For Court-watchers, the lineup is interesting. Justice Scalia, the author of Salerno, dissents, claiming that the case meets that standard. Justice Thomas wrote the opinion from which Justice Scalia dissents, further refuting the nonsense that he just follows Scalia. Justice Kennedy, the "swing vote" who was always in the majority last term, is in the dissent again.

Still waiting on Medellin and Boumediene. Maybe tomorrow.

March 17, 2008

News Scan

DNA database: According to Gary Pugh, who is soon to be the chief spokesperson for the Association of Chief Police Officers’ (ACPO), England does not collect enough DNA samples from the “right people” and could benefit from targeting samples from younger people to prevent future crimes. As reported in this story from The Press Association, the ACPO says that the statement is entirely Pugh’s opinion and they do not support his position. The Liberal Democrats condemned this idea of adding unsuspected young people to a DNA database. Police in England and Wales can take DNA from anyone arrested on a suspicion of a crime and keep their DNA on file for life.

New crack cocaine guidelines have caused many inmates to file for shorter sentences. A story in the Houston Chronicle and AP, reports that this action follows the new guidelines adopted last December by the U.S. Sentencing Commission to reduce the disparity between sentences for possession of crack cocaine vs. powder cocaine. The Assistant U.S. Attorney in Tyler, Texas said 80 inmates have already been released. He expects another 80 to be released within the next two weeks. Around the country, approximately 800 inmates have been released from the 20,000 who are eligible for a sentence reduction under the new guidelines.

High School dropout wins his own murder case
: Washington Post reporter Ruben Castaneda writes that defendant Harold Stewart has received a not guilty verdict on charges of first-degree and second-degree murder. Steward, a high school dropout represented himself during the three day trial. Circuit Court Judge Vincent Femia, a judge for Prince George County, said, “It would make you wonder about the quality of the case, if a guy who knew nothing about the law could kick your [expletive]."

Victims' fund assists felons reports Josh Mitchell in the Baltimore Sun. "Nearly $1.8 million from the [Maryland Criminal Injuries Compensation Fund] has been awarded to drug dealers, violent offenders and other criminals since 2003, according to a Sun analysis of thousands of records obtained through the Maryland Public Information Act."

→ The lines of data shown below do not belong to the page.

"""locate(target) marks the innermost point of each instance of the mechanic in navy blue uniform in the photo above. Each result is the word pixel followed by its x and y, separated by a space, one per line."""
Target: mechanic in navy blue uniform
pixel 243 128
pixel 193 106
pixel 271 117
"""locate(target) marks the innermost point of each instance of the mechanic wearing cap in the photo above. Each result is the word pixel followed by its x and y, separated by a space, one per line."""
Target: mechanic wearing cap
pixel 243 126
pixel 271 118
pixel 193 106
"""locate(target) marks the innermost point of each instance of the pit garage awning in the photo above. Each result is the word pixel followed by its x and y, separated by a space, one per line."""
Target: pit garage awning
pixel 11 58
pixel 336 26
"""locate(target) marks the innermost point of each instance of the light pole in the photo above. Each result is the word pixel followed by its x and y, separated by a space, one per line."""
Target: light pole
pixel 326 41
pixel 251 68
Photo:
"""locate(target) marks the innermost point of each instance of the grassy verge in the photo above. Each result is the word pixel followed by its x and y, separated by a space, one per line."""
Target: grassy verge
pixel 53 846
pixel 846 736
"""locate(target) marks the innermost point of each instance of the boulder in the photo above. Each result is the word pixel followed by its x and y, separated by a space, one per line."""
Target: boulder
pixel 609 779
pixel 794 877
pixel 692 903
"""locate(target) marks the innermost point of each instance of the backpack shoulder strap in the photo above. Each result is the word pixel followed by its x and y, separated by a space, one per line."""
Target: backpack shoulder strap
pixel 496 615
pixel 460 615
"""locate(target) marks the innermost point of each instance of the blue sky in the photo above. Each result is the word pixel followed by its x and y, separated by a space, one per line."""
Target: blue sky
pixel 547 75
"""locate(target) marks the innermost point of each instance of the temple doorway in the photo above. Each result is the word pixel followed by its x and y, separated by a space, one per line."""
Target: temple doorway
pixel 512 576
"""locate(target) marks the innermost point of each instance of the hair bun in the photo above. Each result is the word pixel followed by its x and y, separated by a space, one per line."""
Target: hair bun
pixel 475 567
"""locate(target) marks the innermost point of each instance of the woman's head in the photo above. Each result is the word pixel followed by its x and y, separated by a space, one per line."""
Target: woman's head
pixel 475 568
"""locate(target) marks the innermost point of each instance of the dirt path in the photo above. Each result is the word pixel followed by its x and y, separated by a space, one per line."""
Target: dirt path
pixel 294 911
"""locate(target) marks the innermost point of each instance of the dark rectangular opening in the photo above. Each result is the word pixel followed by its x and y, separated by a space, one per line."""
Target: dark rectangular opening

Guatemala death penalty vetoed: "Guatemalan President Alvaro Colom on Friday vetoed a bill that would have reinstated capital punishment and given the president the power to commute death penalty sentences," reports Juan Carlos Llorca for AP. "If (the death penalty) were a disincentive, we would reinstate it," Colom said. "But we have studied cases in various states in the United States, and it doesn't dissuade" crime. Evidently the President is unaware that the heavy preponderance of recent studies in the United States conclude that the death penalty does deter murder when actually enforced. The reinstatement passed the Congress by a majority sufficient to override the veto, so this story may not be over.

Monday Orders

The Monday orders list is here. Among the cases listed in Friday's conference post, the Court granted certiorari in Melendez-Diaz, the lab report confrontation case, Sarausad on state-law issues and habeas, and Ice on Apprendi and consecutive sentencing. The Court denied certiorari in Bentley on confrontation and a child's abuse report. Also granted is a pro se petition in a Texas habeas case, Jimenez v. Quarterman, No. 07-6984.